By the rivers ...—Mentioned as the characteristic feature of the country, as we say “among the mountains of Wales.” The canals which irrigated Babylonia made it what an ancient writer called it, the greatest of “cities of river places.”

Verse 2

"Upon the willows in the midst thereof We hanged up our harps." — Psalms 137:2 (ASV)

Willows. —It is perhaps not necessary to attempt to identify the trees mentioned in this verse, since the touching picture may only be a poetical way of expressing the silence during the exile of all the religious and festal songs. The ‘ ereb’ is certainly not the willow, a tree not found in Babylonia, but the poplar (Populus Euphraticus) .

Verse 3

"For there they that led us captive required of us songs, And they that wasted us [required of us] mirth, [saying], Sing us one of the songs of Zion." — Psalms 137:3 (ASV)
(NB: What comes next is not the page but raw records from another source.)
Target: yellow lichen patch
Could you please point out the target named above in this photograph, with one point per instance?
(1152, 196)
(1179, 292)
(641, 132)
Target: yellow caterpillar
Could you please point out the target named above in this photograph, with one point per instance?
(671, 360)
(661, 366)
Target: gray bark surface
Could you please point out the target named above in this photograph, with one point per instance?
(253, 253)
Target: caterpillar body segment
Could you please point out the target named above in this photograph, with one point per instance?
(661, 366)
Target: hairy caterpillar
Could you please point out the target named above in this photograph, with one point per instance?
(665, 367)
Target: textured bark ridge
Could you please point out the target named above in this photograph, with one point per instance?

A song. —See the margin. The expression is generally regarded as redundant, but may be explained as in Psalm 105:27 (see the note there). Perhaps “some lyric thing” would express the original. No doubt it is a Levite who is requested to sing.

They that wasted us. —A peculiar Hebrew word which the Septuagint and Vulgate interpret as synonymous with the verb in the first clause. The modern explanation, “they that make us howl,” is far preferable. Those whose oppression had raised the wild, Eastern scream of lamentation now asked for mirth.
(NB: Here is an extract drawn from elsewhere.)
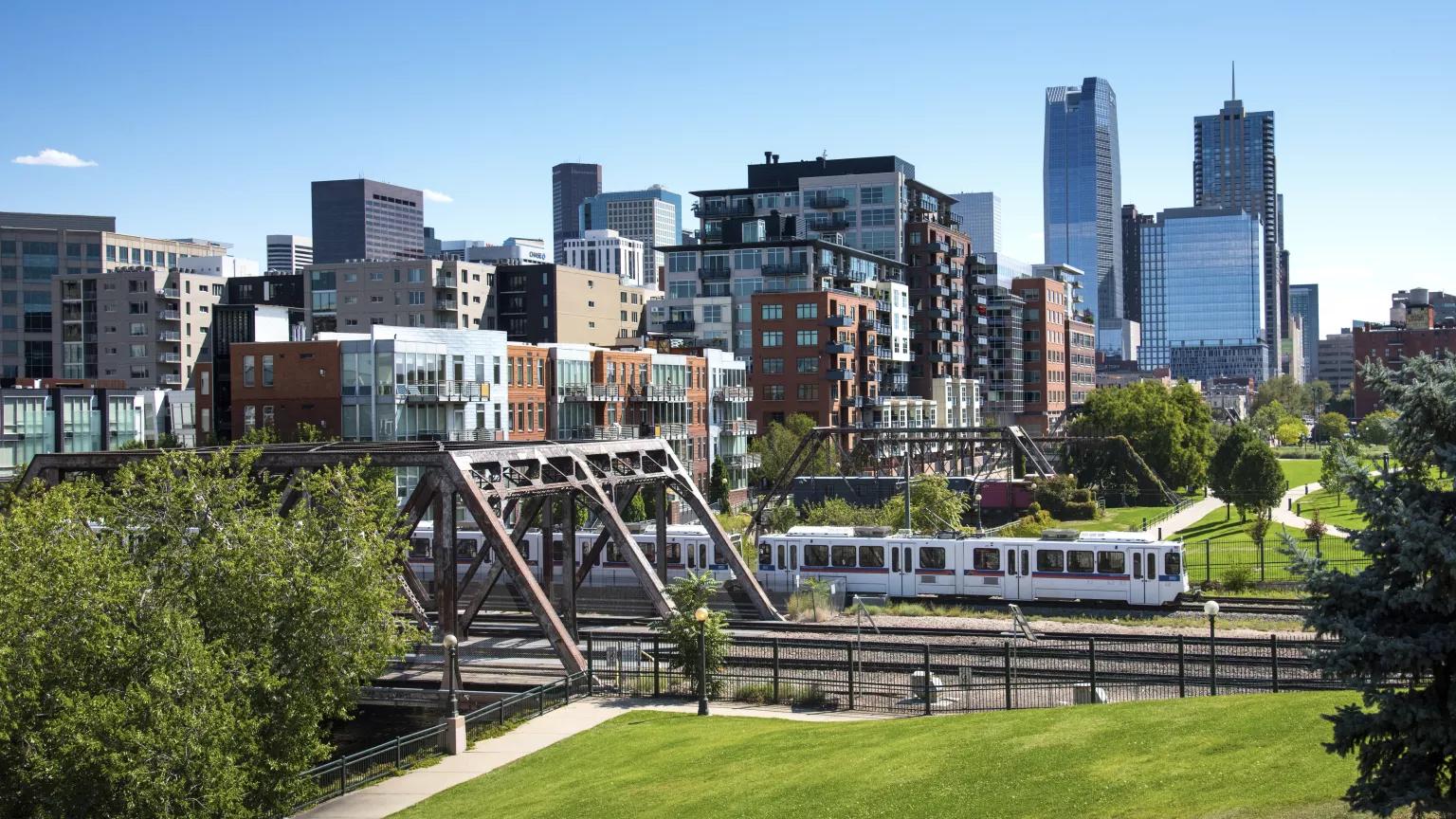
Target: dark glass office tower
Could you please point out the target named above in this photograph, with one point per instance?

Songs of Zion —or, as in the next verse, songs of Jehovah, were, of course, the liturgical hymns. Nothing is more characteristic than this of the Hebrew sensibility. The captors asked for a national song to amuse them, much as the Philistines asked Samson for sport. The Hebrew can think only of one kind of song: that to which the unique spirit of their people was dedicated.

Verse 4

"How shall we sing Jehovah`s song In a foreign land?" — Psalms 137:4 (ASV)

Strange land.— The feeling expressed in this question is too natural to need any such explanation as that it was contrary to the Law to sing a sacred song in a strange land. Nehemiah’s answer (Nehemiah 2:2–3) offers a direct illustration.
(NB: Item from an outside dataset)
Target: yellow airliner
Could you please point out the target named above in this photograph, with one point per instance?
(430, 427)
Of Jerusalem’s choir in Babylon it might truly be said:

“Like strangers’ voices here they sound,
In lands where not a memory strays.
Nor landmark breathes of other days,
But all is new unhallowed ground.”

TENNYSON: In Memoriam.

Verse 5

"If I forget thee, O Jerusalem, Let my right hand forget [her skill]." — Psalms 137:5 (ASV)

Her cunningi.e., the skill of playing on the harp. If at such a moment the poet can so far forget the miserable bondage of Jerusalem as to strike the strings in joy, may his hand forever lose the skill to touch them.